Customisable AI Systems
This launch reflects the company’s focus on practical, accessible AI. The product is designed to be adaptable, allowing users to customise it for their own needs, aligning with Murati’s vision of AI as collaborative, transparent, and widely available.
As Murati wrote in a post on the social network X: “Tinker brings frontier tools to researchers, offering clean abstractions for writing experiments and training pipelines while handling distributed training complexity. It enables novel research, custom models, and solid baselines.”
While Thinking Machines Lab does intend to build frontier systems for science and programming applications, the narrative is about enabling people to customise and understand those systems. Reports indicated that by launch, the company had hired around 30 researchers and engineers from OpenAI, Meta AI, and Mistral AI, bringing together a team with deep expertise in AI research and deployment. The founders argue that the world benefits when more minds experiment, audit, and refine AI. In practice, that has translated to plans for frequent technical blog posts, open research papers, and code releases.
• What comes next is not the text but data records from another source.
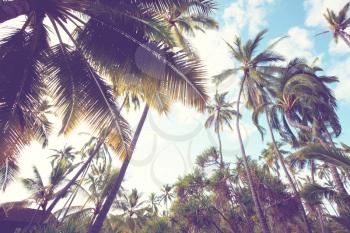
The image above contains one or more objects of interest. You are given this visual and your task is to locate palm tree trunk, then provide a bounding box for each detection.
[213,206,240,233]
[47,137,107,213]
[316,206,326,233]
[326,130,350,198]
[287,112,350,202]
[339,33,350,47]
[236,74,270,233]
[0,0,30,23]
[217,131,224,168]
[89,105,149,233]
[265,109,312,233]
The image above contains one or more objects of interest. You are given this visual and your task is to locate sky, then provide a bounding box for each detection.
[0,0,350,207]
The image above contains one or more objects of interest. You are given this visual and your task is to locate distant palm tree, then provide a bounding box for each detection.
[22,162,74,210]
[259,143,286,177]
[320,3,350,47]
[160,184,175,215]
[0,99,53,190]
[205,92,239,167]
[49,146,76,165]
[0,0,208,189]
[116,189,147,233]
[148,193,160,215]
[214,31,283,233]
[164,0,219,55]
[271,59,347,203]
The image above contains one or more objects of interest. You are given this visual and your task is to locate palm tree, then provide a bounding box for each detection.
[159,184,174,215]
[320,2,350,47]
[0,0,206,188]
[91,0,213,232]
[205,92,238,168]
[49,146,76,165]
[271,59,347,203]
[215,31,282,233]
[259,142,287,177]
[163,1,218,55]
[148,193,160,215]
[0,99,52,191]
[116,189,147,232]
[22,162,74,210]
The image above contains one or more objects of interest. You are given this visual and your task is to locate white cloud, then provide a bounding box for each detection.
[273,27,322,62]
[224,0,275,36]
[329,39,350,54]
[304,0,348,26]
[330,58,350,103]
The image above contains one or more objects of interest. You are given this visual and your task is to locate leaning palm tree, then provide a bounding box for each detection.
[163,1,218,55]
[205,92,238,167]
[259,142,287,177]
[320,2,350,47]
[90,0,214,232]
[148,193,160,216]
[159,184,174,215]
[215,31,282,233]
[22,162,75,210]
[271,59,347,204]
[0,0,207,189]
[49,146,76,165]
[116,189,147,232]
[0,99,53,190]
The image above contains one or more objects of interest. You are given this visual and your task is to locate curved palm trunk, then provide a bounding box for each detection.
[217,131,225,168]
[316,206,326,233]
[0,0,30,23]
[326,130,350,198]
[339,33,350,47]
[89,105,149,233]
[265,109,312,233]
[236,77,270,233]
[287,112,350,200]
[47,137,105,213]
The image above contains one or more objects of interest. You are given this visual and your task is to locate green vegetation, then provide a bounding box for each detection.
[0,0,350,233]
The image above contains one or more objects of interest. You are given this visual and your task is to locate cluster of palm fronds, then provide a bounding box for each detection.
[0,0,350,233]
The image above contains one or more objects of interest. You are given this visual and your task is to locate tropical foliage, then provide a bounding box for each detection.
[0,0,350,233]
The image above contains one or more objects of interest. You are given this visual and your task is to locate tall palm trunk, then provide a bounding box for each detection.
[339,32,350,47]
[0,0,30,23]
[265,109,312,233]
[89,105,149,233]
[326,130,350,198]
[217,131,225,168]
[316,206,326,233]
[236,74,270,233]
[47,137,107,213]
[287,112,350,199]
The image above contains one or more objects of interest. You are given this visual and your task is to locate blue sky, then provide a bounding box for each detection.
[0,0,350,207]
The company has said its next releases will include open-source components to support model building and evaluation, alongside tools that help users test behaviour and monitor safety.
Future Focus: Multimodality and Safety
Future products are expected to lean heavily into multimodality. The team has spoken about systems that respond to natural conversation, visual input and practical tasks in messy environments, such as creative workflows and scientific exploration. There is also a practical stance on safety. The group promotes an empirical approach that uses real-world testing, red-teaming and post-deployment monitoring. By committing to publish best practices and model specifications, the company hopes to encourage a culture where safe development is informed by shared evidence. This pragmatic approach has been welcomed by developers who often struggle with abstract or opaque safety standards.
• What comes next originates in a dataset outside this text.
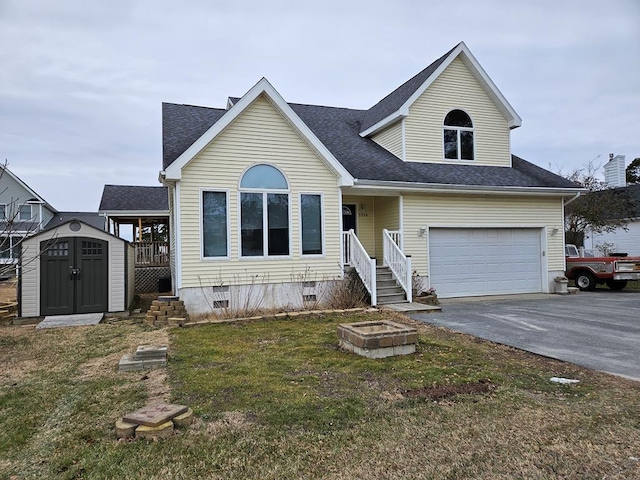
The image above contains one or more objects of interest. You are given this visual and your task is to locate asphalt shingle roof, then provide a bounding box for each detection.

Market reception and competitive dynamics
Thinking Machines Lab has captured strong attention across the AI industry. Startups and researchers expressed enthusiasm for a lab led by individuals who helped build some of the most recognisable AI systems yet want a more open culture. Investors described it as a long term bet on distributed compute and collaborative intelligence.
Conclusion
Still early in its development, Thinking Machines Lab has blended scientific ambition with a clear commitment to openness. If the company delivers on its promise of accessible tools and rigorous research, it could become one of the most influential AI organisations of the next decade.